Graham smiled at my banter, but he reached across Emma to clasp my shoulder. “You’re a good friend, Zadie,” he said, his voice soft and serious. “Thanks for putting up with me.”
—
Outside, we conferred about transportation, abandoning the Caminator and walking to the corner of Bardstown and Cherokee, where the street traffic and the revelers coasted by in the last of the day’s light. Restaurants, bars, boutiques, galleries, head shops, music stores, every possible nonchain enterprise crammed both sides of Bardstown Road. This section of town, known as the Highlands, wanted you to get your freak on.

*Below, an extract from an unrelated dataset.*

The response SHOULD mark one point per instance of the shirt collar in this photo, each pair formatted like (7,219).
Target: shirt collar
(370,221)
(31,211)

Hannah rolled up in the White Hog, her roommate’s retro Thunderbird, her round Muppet face smiley and pink. My friends crammed in, still arguing bourbons.
“If you say the word ‘palate’ one more time, Rolfe, I’m gonna kick you in the huevos,” Georgia threatened.
“Speaking of palates, mine is a bit dry,” Rolfe said.
“Yo, li’l dawg,” drawled Landley, contorting in the backseat to somehow produce a bottle of Woodford from his pants. “Who’s your daddy?”
“Oh dear,” Hannah murmured. “Is it really bad tonight?”
“Is what really bad? Who wants a wee dram?”
“Me! Me!”
“Oh, why does James live in this really confusing neighborhood?” wailed Hannah. “Is this where I turn?”
“Hannah! Watch out!”
We all shrieked as the Hog abruptly wheeled down a side alley, narrowly avoiding a head-on collision with a truck, which screeched to a stop next to us. The window creaked down and an angry man stuck his head out.
“What in the Sam Hill is wrong with you, missy?” he barked. “You nearly hit me!”